Votaram a favor os deputados do Chega, PS, IL, BE, PAN e JPP, enquanto o Livre, PSD, PCP e CDS-PP abstiveram-se. Na sequência da tempestade Kristin e das intempéries que se lhe seguiram, a Linha da Beira Baixa sofreu uma «interrupção prolongada da circulação ferroviária» nalguns troços, situação que tem provocado «constrangimentos severos à mobilidade das populações». Por isso, os deputados recomendam ao Governo que proceda «à reposição urgente da oferta ferroviária na Linha da Beira Baixa, assegurando, sempre que tecnicamente possível, a circulação de serviços Intercidades no troço entre Castelo Branco e a Guarda». Segundo os parlamentares, a oferta diária, em particular no troço entre a Covilhã e a Guarda, «foi reduzida de dez para quatro comboios, comprometendo as deslocações essenciais, como os acessos a cuidados de saúde, ensino e para as entidades empregadoras».

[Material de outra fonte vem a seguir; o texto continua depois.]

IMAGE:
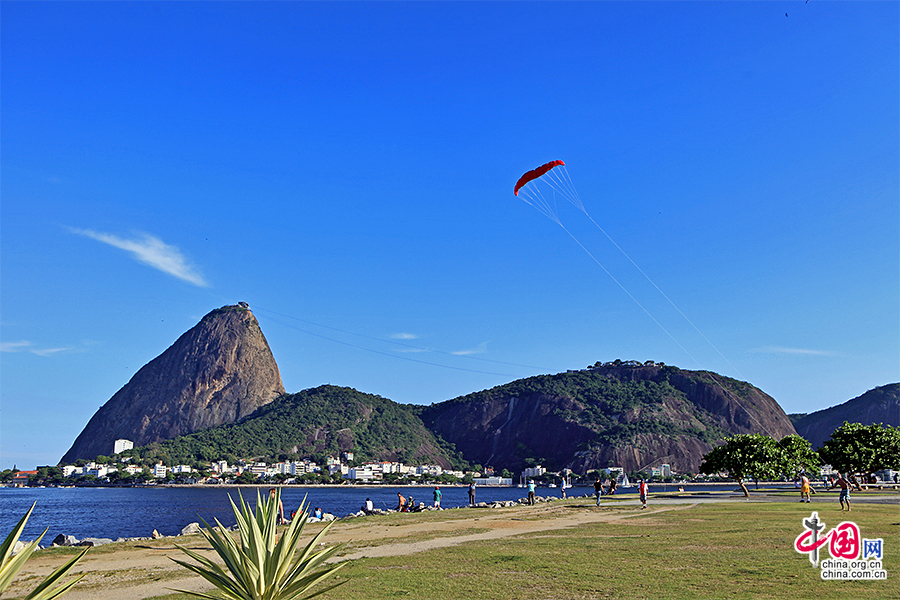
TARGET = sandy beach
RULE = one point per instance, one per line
(144, 569)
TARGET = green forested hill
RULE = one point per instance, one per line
(629, 415)
(326, 420)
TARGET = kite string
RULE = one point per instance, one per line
(624, 289)
(562, 183)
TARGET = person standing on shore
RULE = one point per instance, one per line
(845, 491)
(272, 494)
(805, 489)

«A tudo isto acresce que a reparação da via ferroviária junto ao rio Tejo poderá prolongar-se por várias semanas, agravando o isolamento de um território já marcado pela insuficiente cobertura de transportes públicos». Os deputados pedem ainda a adoção de medidas de mitigação imediatas «que garantam alternativas eficazes de mobilidade às populações afetadas, designadamente através da articulação entre transporte ferroviário e serviço rodoviário de substituição». Além disso, é também solicitado ao Governo que avalie a extensão dessas soluções ao troço Castelo Branco-Vila Velha de Ródão, atualmente sem serviço ferroviário, assegurando a continuidade das ligações até Abrantes, no distrito de Santarém, e «promova a reposição do prolongamento do serviço Intercidades da Linha da Beira Alta até à Covilhã, suprimido em 2022».